You are viewing a plain text version of this content. The canonical link for it is here.
Posted to commits@lucene.apache.org by ho...@apache.org on 2016/03/01 18:07:17 UTC
[34/50] [abbrv] lucene-solr git commit: SOLR-445: have to dedup
remote DBQ errors because it's a broadcast to all leaders.
SOLR-445: have to dedup remote DBQ errors because it's a broadcast to all leaders.
Project: http://git-wip-us.apache.org/repos/asf/lucene-solr/repo
Commit: http://git-wip-us.apache.org/repos/asf/lucene-solr/commit/cffca39c
Tree: http://git-wip-us.apache.org/repos/asf/lucene-solr/tree/cffca39c
Diff: http://git-wip-us.apache.org/repos/asf/lucene-solr/diff/cffca39c
Branch: refs/heads/jira/SOLR-445
Commit: cffca39cb8c84c24065b724d46806bf800834431
Parents: 7fd9d2e
Author: Chris Hostetter <ho...@apache.org>
Authored: Mon Feb 29 16:10:11 2016 -0700
Committer: Chris Hostetter <ho...@apache.org>
Committed: Mon Feb 29 16:10:11 2016 -0700
----------------------------------------------------------------------
.../processor/TolerantUpdateProcessor.java | 59 +++++++++++++++++---
1 file changed, 52 insertions(+), 7 deletions(-)
----------------------------------------------------------------------
http://git-wip-us.apache.org/repos/asf/lucene-solr/blob/cffca39c/solr/core/src/java/org/apache/solr/update/processor/TolerantUpdateProcessor.java
----------------------------------------------------------------------
diff --git a/solr/core/src/java/org/apache/solr/update/processor/TolerantUpdateProcessor.java b/solr/core/src/java/org/apache/solr/update/processor/TolerantUpdateProcessor.java
index 68be135..a325420 100644
--- a/solr/core/src/java/org/apache/solr/update/processor/TolerantUpdateProcessor.java
+++ b/solr/core/src/java/org/apache/solr/update/processor/TolerantUpdateProcessor.java
@@ -18,8 +18,10 @@ package org.apache.solr.update.processor;
import java.io.IOException;
import java.util.ArrayList;
+import java.util.HashSet;
import java.util.List;
import java.util.Locale;
+import java.util.Set;
import org.apache.lucene.util.BytesRef;
@@ -94,6 +96,27 @@ public class TolerantUpdateProcessor extends UpdateRequestProcessor {
*/
private final List<KnownErr> knownErrors = new ArrayList<KnownErr>();
+ // Kludge: Because deleteByQuery updates are forwarded to every leader, we can get identical
+ // errors reported by every leader for the same underlying problem.
+ //
+ // It would be nice if we could cleanly handle the unlikely (but possible) situation of an
+ // update stream that includes multiple identical DBQs, with identical failures, and
+ // to report each one once, for example...
+ // add: id#1
+ // dbq: foo:bar
+ // add: id#2
+ // add: id#3
+ // dbq: foo:bar
+ //
+ // ...but i can't figure out a way to accurately identify & return duplicate
+ // KnownErrs from duplicate identical underlying requests w/o erroneously returning identical
+ // KnownErrs for the *same* underlying request but from diff shards.
+ //
+ // So as a kludge, we keep track of them for deduping against identical remote failures
+ //
+ // :nocommit: probably need to use this for "commit" as well?

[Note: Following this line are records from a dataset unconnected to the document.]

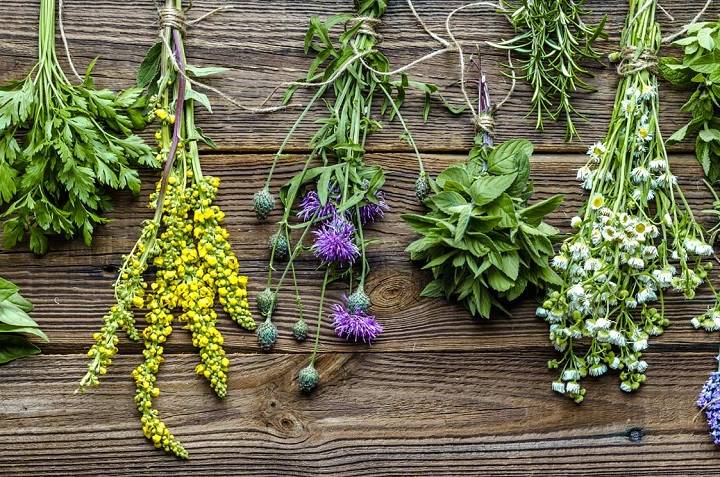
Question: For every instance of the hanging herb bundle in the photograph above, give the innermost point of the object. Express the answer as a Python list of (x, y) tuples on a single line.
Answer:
[(63, 147), (484, 244), (552, 40), (15, 323), (185, 242), (699, 69), (337, 199), (635, 239)]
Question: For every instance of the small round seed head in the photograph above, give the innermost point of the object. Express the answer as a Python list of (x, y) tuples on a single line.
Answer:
[(279, 242), (308, 379), (358, 301), (267, 334), (422, 187), (263, 203), (300, 330), (266, 301)]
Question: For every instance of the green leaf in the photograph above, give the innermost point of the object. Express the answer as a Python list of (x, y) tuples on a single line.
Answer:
[(150, 66), (709, 135), (488, 188), (704, 37), (13, 347)]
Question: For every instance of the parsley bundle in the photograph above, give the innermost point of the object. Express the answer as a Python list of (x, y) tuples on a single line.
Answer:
[(482, 241), (63, 148), (636, 237), (185, 243), (699, 69), (553, 40), (340, 197), (15, 323)]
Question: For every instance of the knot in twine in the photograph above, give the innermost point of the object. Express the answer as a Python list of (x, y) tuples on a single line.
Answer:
[(170, 17), (485, 121), (633, 61), (367, 26)]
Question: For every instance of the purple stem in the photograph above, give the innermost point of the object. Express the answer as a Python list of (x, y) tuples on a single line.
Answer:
[(179, 106)]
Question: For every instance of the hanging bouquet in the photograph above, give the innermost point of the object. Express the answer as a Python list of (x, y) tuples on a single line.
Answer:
[(63, 148), (553, 40), (635, 239), (335, 201), (699, 70), (482, 241), (185, 243)]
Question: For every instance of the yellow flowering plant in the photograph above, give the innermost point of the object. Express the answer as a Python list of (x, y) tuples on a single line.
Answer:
[(184, 241)]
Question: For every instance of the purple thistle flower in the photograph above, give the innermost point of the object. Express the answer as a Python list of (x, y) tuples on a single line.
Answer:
[(310, 207), (709, 401), (334, 242), (370, 212), (358, 326)]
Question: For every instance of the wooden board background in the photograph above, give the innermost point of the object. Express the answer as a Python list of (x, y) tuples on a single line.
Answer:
[(439, 394)]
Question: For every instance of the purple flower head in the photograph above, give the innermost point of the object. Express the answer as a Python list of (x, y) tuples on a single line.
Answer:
[(358, 326), (709, 401), (310, 207), (370, 212), (334, 242)]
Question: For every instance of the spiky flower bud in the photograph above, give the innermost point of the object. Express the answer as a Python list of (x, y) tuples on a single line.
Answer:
[(267, 334), (279, 242), (358, 301), (263, 203), (422, 187), (266, 301), (300, 330), (308, 379)]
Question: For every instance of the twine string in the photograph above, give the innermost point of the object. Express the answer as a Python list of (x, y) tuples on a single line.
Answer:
[(633, 60)]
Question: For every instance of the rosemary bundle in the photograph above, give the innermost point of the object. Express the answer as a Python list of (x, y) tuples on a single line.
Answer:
[(482, 241), (636, 237), (552, 40), (340, 197), (15, 323), (63, 147), (185, 242)]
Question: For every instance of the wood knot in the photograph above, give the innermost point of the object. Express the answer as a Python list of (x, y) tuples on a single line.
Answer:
[(635, 434), (392, 292)]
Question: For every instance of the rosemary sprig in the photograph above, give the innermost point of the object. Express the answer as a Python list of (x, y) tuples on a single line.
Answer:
[(552, 41)]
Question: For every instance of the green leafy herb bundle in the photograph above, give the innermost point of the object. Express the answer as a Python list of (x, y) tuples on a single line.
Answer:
[(636, 238), (482, 241), (335, 200), (553, 40), (15, 323), (184, 245), (699, 69), (63, 147)]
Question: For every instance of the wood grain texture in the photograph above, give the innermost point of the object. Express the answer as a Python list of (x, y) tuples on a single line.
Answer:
[(61, 283), (439, 394), (480, 413), (262, 41)]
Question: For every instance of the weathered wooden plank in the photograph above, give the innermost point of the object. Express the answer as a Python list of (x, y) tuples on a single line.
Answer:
[(460, 413), (263, 42), (71, 286)]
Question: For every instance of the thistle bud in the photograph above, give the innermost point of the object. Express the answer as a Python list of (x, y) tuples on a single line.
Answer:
[(300, 330), (279, 243), (358, 301), (308, 379), (263, 203), (267, 334)]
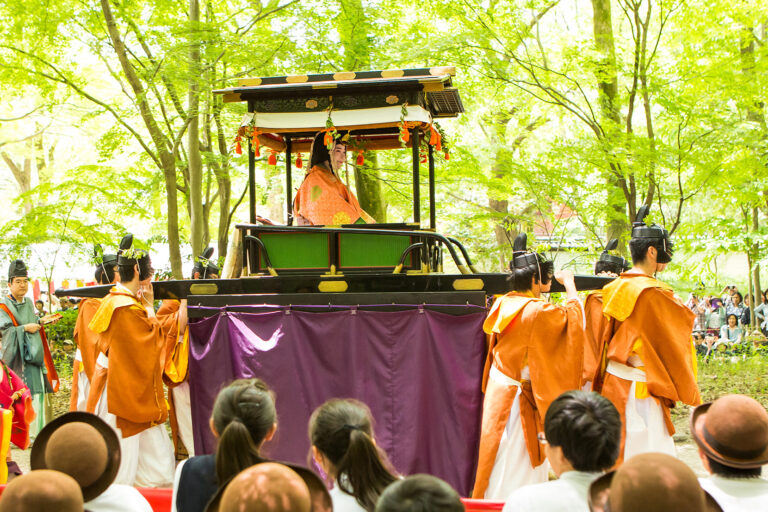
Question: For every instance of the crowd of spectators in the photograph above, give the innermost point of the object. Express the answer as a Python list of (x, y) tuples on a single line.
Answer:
[(722, 324), (582, 438)]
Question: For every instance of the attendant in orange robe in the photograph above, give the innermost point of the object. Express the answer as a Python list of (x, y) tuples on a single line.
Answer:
[(85, 339), (322, 199), (650, 354), (173, 315), (535, 354), (608, 265), (132, 345)]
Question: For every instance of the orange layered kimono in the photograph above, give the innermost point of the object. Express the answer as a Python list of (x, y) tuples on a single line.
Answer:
[(85, 339), (645, 320), (323, 200), (135, 347), (549, 340), (176, 368), (594, 347)]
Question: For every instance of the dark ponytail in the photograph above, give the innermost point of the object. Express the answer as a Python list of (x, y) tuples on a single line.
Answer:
[(243, 415), (342, 431)]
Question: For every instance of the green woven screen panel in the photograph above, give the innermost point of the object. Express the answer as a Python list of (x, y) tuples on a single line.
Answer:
[(364, 250), (296, 250)]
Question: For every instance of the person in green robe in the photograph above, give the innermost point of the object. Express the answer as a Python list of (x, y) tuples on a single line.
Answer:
[(22, 344)]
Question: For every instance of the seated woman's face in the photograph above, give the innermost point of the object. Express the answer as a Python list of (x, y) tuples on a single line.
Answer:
[(338, 156)]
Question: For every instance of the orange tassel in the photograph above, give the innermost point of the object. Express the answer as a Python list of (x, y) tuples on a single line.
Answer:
[(405, 134), (435, 139)]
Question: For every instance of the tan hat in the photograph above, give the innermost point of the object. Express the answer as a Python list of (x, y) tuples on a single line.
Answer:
[(81, 445), (42, 491), (650, 481), (732, 430)]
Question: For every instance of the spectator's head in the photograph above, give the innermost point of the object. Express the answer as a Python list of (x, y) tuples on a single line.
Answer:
[(732, 434), (529, 268), (266, 487), (583, 432), (341, 433), (18, 280), (243, 418), (650, 481), (42, 491), (82, 446), (419, 493)]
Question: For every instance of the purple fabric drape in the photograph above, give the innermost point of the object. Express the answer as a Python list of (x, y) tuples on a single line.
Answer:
[(418, 370)]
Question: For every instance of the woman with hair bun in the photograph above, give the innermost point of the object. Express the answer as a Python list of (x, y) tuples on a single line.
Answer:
[(243, 418), (341, 432)]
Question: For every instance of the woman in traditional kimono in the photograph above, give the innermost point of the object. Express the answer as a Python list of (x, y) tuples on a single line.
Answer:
[(322, 199)]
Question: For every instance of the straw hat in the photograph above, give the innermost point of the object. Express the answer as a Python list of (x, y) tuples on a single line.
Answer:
[(650, 481), (42, 491), (732, 430)]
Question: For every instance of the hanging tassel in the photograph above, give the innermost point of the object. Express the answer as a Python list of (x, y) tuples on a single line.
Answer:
[(405, 135), (435, 139), (255, 143)]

+ private Set<KnownErr> knownDBQErrors = new HashSet<>();
+
private final FirstErrTracker firstErrTracker = new FirstErrTracker();
private final DistribPhase distribPhase;
@@ -162,9 +185,19 @@ public class TolerantUpdateProcessor extends UpdateRequestProcessor {
// nocommit: do we need isLeader type logic like processAdd ? does processAdd even need it?
- CmdType type = cmd.isDeleteById() ? CmdType.DELID : CmdType.DELQ;
- String id = cmd.isDeleteById() ? cmd.id : cmd.query;
- knownErrors.add(new KnownErr(type, id, t.getMessage()));
+ KnownErr err = new KnownErr(cmd.isDeleteById() ? CmdType.DELID : CmdType.DELQ,
+ cmd.isDeleteById() ? cmd.id : cmd.query,
+ t.getMessage());
+ knownErrors.add(err);
+
+ // NOTE: we're not using this to dedup before adding to knownErrors.
+ // if we're lucky enough to get an immediate local failure (ie: we're a leader, or some other processor
+ // failed) then recording the multiple failures is a good thing -- helps us with an accurate fail
+ // fast if we exceed maxErrors
+ if (CmdType.DELQ.equals(err.type)) {
+ knownDBQErrors.add(err);
+ }
+
if (knownErrors.size() > maxErrors) {
firstErrTracker.throwFirst();
}
@@ -187,6 +220,7 @@ public class TolerantUpdateProcessor extends UpdateRequestProcessor {
} catch (DistributedUpdateProcessor.DistributedUpdatesAsyncException duae) {
firstErrTracker.caught(duae);
+
// adjust out stats based on the distributed errors
for (Error error : duae.errors) {
// we can't trust the req info from the Error, because multiple original requests might have been
@@ -205,14 +239,25 @@ public class TolerantUpdateProcessor extends UpdateRequestProcessor {
log.warn("remote error has no metadata to aggregate: " + remoteErr.getMessage(), remoteErr);
continue;
}
-
+
for (int i = 0; i < remoteErrMetadata.size(); i++) {
KnownErr err = KnownErr.parseMetadataIfKnownErr(remoteErrMetadata.getName(i),
remoteErrMetadata.getVal(i));
- if (null != err) {
- knownErrors.add(err);
+ if (null == err) {
+ // some metadata unrelated to this update processor
+ continue;
+ }
+
+ if (CmdType.DELQ.equals(err.type)) {
+ if (knownDBQErrors.contains(err)) {
+ // we've already seen this identical error, probably a dup from another shard
+ continue;
+ } else {
+ knownDBQErrors.add(err);
+ }
}
- // else: some metadata unrelated to this update processor
+
+ knownErrors.add(err);
}
}
}